The Design Evolution of Liquid Handling

Rich Cote is founder and CEO of Avidien Technologies. He is inventor on two dozen issued patents and has received awards for several designs, including the SLAS New Product Award for the microPro 300.

Q: Please tell us about your career journey to date.

A: I was a mechanical engineering student at Northeastern University many years ago, and just before the capstone project, I worked for Corning as a co-op student. They agreed to sponsor our project to improve the ergonomics of a handheld pipettor. We came up with a prototype that had a couple of electronic control innovations improving the ergonomics, accuracy, and reproducibility. Long story short, they hired me right out of college.

The evolution of products that I’ve seen and contributed to has focused on solving problems like reducing weight and size of handheld electronic pipettors, aided by improvements in battery capacity and general miniaturization of electronics. Another problem was reducing the amount of force it takes properly attach pipette tips. Over the last 30 years, we’ve seen huge improvements in capability and flexibility—more customized program routines and large full color displays that clearly differentiate information for the operator. Now, our microPro software is at a pinnacle of usability and flexibility, using an iPad interface and a very highly reliable pipette tip attachment format that evolved from those earlier efforts.

Q: What were the major problems you set out to solve with the microPro series?

A: Largely, reducing our footprint on crowded lab benches and solving pipetting problems like errors and repetitive strain injury, while improving reproducibility. Benchtop pipettors were heavy with small interfaces. We wanted to make the instrument intuitive, easy to use, and easy to move. Bluetooth allows customers working in a biosafety cabinet or a glove box to handle the programming outside the box. We also wanted to improve productivity. Multichannel pipettes are heavily used, but users must eject tips and load new tips for every column or row, tracking progress, and may lose their place or miss 10 µl with a loose tip. We’ve designed the software with the flexibility to add instruction steps and provide a very visual program to clearly track the process.

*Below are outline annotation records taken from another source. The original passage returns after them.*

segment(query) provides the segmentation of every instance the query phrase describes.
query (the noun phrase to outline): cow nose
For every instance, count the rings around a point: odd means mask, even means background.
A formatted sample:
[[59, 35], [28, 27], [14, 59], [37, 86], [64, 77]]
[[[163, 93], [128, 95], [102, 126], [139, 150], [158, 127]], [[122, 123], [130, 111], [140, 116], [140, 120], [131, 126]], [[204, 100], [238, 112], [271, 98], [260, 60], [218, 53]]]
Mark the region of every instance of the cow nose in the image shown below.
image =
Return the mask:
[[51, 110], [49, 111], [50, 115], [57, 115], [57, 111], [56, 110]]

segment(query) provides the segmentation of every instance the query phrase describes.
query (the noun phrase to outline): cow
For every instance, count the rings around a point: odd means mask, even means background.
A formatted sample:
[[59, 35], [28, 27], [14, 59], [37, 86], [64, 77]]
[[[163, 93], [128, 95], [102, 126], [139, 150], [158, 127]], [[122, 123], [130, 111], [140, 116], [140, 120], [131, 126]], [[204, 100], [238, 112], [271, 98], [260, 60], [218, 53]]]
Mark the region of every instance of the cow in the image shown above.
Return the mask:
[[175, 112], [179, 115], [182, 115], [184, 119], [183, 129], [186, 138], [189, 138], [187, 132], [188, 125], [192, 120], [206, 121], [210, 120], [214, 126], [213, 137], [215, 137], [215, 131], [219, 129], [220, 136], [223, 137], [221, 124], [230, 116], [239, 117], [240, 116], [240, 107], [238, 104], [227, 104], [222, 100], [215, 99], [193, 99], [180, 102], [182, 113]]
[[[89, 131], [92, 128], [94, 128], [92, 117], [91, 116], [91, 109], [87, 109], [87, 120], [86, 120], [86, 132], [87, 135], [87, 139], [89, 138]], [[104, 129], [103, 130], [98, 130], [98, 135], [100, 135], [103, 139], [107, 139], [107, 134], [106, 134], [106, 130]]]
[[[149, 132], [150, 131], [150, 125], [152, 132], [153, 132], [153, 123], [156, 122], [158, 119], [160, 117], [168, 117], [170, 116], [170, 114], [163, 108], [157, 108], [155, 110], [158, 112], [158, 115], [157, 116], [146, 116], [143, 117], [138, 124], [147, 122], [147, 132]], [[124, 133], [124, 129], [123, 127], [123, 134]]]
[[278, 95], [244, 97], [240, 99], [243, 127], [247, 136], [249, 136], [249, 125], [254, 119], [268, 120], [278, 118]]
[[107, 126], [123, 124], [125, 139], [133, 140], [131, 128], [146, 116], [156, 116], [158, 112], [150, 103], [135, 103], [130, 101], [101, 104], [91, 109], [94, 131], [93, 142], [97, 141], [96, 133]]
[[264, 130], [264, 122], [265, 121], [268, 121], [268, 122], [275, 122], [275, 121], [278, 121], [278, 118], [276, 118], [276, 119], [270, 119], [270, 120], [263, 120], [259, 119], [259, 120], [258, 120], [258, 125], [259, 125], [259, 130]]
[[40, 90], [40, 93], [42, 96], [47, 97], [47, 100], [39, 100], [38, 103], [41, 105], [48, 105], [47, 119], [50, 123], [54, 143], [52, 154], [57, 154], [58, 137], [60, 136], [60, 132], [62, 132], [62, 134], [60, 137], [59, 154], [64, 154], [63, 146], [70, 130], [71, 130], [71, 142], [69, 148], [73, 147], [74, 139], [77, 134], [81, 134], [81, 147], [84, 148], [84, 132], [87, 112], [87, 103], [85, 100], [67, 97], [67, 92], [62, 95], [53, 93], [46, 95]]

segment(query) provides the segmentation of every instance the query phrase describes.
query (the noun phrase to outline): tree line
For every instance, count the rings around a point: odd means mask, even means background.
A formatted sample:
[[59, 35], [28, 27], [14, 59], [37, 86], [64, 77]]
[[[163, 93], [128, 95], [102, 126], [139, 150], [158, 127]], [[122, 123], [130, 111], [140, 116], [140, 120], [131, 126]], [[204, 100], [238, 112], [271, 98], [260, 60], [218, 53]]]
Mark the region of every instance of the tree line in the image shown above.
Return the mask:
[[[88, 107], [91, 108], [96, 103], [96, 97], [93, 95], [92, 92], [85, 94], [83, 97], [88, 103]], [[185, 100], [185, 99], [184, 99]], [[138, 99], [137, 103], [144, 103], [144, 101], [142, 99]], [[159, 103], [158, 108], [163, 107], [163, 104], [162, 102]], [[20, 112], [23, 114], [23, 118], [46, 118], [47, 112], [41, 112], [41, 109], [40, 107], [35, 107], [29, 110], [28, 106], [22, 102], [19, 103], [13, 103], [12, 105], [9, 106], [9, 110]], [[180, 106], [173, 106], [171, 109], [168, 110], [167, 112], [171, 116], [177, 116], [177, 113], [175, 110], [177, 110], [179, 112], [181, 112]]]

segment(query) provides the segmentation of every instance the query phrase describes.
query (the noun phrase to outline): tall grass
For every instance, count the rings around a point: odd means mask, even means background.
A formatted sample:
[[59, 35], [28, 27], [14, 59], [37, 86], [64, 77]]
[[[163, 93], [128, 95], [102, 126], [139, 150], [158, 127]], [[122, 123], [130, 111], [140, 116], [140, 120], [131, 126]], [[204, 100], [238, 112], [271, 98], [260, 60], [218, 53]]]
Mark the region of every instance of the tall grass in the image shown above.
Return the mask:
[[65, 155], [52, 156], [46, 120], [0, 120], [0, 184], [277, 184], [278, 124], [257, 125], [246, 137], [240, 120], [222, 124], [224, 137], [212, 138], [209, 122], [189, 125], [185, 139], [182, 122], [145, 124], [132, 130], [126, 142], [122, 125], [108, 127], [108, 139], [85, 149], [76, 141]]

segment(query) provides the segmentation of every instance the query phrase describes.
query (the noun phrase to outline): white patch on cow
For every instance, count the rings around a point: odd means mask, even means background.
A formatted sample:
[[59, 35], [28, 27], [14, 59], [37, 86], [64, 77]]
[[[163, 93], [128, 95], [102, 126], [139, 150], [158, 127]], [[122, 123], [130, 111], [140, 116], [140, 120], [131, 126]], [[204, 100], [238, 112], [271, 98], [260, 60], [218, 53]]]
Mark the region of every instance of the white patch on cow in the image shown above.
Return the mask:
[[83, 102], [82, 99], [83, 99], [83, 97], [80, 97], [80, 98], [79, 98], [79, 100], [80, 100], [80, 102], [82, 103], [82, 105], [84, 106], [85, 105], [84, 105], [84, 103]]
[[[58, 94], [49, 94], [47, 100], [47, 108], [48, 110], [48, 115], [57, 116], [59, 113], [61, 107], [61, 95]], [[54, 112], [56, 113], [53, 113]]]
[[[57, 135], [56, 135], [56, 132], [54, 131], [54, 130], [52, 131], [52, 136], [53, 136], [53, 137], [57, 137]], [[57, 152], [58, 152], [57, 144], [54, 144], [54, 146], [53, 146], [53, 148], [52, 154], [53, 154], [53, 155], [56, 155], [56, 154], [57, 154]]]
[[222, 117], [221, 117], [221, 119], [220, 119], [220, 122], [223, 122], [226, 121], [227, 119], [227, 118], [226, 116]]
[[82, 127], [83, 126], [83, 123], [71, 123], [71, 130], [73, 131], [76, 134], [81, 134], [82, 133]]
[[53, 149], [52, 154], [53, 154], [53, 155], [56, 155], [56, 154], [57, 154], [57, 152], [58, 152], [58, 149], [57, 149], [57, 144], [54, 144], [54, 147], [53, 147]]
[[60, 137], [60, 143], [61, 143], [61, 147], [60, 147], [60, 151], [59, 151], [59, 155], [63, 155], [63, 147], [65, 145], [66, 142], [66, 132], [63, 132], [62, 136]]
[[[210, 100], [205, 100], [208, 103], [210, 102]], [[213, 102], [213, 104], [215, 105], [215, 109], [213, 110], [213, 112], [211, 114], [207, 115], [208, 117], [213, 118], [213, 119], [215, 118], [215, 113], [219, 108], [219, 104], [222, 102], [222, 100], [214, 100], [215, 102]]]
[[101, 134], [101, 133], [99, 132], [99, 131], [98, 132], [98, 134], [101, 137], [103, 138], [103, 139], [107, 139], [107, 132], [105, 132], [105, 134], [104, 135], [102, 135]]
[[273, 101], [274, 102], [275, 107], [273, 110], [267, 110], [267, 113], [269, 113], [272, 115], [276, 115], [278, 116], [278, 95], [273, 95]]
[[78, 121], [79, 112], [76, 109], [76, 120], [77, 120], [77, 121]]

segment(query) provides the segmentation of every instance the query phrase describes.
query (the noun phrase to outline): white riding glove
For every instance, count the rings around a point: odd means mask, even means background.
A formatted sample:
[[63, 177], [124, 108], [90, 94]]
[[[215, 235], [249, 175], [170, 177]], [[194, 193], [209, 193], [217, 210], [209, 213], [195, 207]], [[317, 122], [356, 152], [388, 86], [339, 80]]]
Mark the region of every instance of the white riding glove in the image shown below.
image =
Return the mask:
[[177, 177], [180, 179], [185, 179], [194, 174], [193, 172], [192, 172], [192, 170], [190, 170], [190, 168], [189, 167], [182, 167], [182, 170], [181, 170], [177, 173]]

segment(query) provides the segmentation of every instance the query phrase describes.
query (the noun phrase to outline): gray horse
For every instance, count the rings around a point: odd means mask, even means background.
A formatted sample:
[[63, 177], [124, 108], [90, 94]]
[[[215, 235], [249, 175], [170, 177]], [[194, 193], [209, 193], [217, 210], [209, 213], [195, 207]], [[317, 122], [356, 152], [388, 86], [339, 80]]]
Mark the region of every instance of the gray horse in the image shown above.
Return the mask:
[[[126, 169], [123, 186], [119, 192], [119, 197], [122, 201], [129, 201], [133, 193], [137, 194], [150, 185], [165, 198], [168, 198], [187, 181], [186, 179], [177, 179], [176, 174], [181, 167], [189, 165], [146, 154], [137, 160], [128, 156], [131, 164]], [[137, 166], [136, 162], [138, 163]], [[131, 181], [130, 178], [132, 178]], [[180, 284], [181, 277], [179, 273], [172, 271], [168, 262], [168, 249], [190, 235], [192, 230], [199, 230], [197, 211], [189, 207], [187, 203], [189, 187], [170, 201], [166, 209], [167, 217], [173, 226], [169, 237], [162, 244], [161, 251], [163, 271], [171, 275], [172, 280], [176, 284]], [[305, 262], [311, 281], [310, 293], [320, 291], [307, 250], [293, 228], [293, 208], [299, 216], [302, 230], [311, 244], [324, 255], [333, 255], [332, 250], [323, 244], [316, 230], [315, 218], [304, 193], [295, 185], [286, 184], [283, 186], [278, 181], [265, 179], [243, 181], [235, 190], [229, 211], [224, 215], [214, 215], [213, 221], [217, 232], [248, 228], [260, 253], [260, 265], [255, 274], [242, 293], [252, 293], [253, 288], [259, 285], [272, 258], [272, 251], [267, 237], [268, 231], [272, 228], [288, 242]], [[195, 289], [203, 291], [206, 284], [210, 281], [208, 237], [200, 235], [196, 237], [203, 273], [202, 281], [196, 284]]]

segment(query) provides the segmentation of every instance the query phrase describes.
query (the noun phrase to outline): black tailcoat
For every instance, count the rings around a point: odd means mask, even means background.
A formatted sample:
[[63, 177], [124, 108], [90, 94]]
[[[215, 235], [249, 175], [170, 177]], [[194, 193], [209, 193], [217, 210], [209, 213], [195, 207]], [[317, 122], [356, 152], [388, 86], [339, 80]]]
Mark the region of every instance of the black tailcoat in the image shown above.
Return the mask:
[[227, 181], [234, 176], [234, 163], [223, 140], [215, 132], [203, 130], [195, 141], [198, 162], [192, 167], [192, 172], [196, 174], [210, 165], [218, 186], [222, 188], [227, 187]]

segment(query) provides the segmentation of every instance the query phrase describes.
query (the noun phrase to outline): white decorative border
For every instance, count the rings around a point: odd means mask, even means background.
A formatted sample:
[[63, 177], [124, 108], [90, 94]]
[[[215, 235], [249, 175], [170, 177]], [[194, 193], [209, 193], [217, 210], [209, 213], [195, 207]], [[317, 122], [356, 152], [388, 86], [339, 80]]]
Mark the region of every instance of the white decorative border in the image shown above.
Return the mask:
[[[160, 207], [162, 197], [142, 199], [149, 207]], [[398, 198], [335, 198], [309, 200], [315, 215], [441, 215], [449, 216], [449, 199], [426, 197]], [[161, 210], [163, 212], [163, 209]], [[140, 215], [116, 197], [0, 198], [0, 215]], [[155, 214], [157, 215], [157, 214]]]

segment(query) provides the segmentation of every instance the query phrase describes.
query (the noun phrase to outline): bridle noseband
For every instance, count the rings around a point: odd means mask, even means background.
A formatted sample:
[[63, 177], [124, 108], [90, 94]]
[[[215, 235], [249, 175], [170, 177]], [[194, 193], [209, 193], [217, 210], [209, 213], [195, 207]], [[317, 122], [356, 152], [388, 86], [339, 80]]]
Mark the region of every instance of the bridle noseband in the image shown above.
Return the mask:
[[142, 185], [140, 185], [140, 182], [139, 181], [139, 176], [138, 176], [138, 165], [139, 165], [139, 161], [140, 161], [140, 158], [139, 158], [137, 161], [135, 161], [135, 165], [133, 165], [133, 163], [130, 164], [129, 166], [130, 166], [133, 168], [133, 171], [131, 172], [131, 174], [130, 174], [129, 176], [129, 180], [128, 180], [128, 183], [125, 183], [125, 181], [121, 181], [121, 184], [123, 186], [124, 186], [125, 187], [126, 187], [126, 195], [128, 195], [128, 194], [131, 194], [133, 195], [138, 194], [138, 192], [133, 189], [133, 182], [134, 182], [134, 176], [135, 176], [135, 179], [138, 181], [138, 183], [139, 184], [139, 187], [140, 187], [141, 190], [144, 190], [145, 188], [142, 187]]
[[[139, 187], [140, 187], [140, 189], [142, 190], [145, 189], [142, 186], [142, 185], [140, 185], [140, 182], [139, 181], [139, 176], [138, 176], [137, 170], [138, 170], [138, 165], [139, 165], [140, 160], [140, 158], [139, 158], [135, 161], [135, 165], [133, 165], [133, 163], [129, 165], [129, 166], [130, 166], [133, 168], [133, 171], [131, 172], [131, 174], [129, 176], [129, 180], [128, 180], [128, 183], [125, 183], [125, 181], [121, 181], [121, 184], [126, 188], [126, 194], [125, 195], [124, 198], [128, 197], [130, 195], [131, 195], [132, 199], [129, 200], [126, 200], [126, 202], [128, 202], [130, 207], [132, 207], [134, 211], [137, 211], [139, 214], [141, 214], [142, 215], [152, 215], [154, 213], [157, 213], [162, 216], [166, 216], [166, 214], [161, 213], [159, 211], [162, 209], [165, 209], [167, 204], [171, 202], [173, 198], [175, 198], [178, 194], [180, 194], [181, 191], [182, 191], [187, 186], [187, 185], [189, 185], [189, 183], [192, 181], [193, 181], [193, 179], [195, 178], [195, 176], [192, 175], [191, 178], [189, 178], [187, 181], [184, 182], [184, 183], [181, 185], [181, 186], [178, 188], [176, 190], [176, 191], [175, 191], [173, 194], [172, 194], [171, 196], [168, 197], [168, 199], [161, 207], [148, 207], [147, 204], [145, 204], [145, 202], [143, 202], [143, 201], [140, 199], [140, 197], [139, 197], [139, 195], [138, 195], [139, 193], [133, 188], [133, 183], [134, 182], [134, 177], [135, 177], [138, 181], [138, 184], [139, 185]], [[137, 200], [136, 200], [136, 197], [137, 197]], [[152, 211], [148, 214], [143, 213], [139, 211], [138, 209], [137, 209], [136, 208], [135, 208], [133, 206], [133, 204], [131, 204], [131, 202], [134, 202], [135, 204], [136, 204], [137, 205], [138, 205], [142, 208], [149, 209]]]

Q: Can you tell us about your innovation process?

A: We build a close relationship with our customers. Customer feedback is the best place for ideas, and we’re still a small company, so if it seems like a good idea—top of the list. For example, people want to be able to run a serial dilution on our instrument, so we recently developed a solution and are about to launch. We also watch where the leading edge of the industry is going, whether that’s different formats, lower volumes, or different techniques.


Q: How has Avidien faced challenges with global supply shortages during COVID?

A: We build the instruments here in Hudson, Massachusetts, and to stay out of backorders, we vertically integrated the process for making sub-components. The machine shops providing custom components shut down, so we bought our own production equipment and now make 90 percent of the parts internally. We managed to stay out of backorders on pipette tips over the last two years by working very closely with our customers to understand and exactly meet their needs.

Q: What is your next big challenge?

A: New product development is a big one. We are building out our product lines, hiring more salespeople, and establishing processes needed to scale Avidien to the next level. Our customers always ask for higher volume, more channels, more automation, and lower costs, so that’s our target while maintaining the same high level of customer service and usability.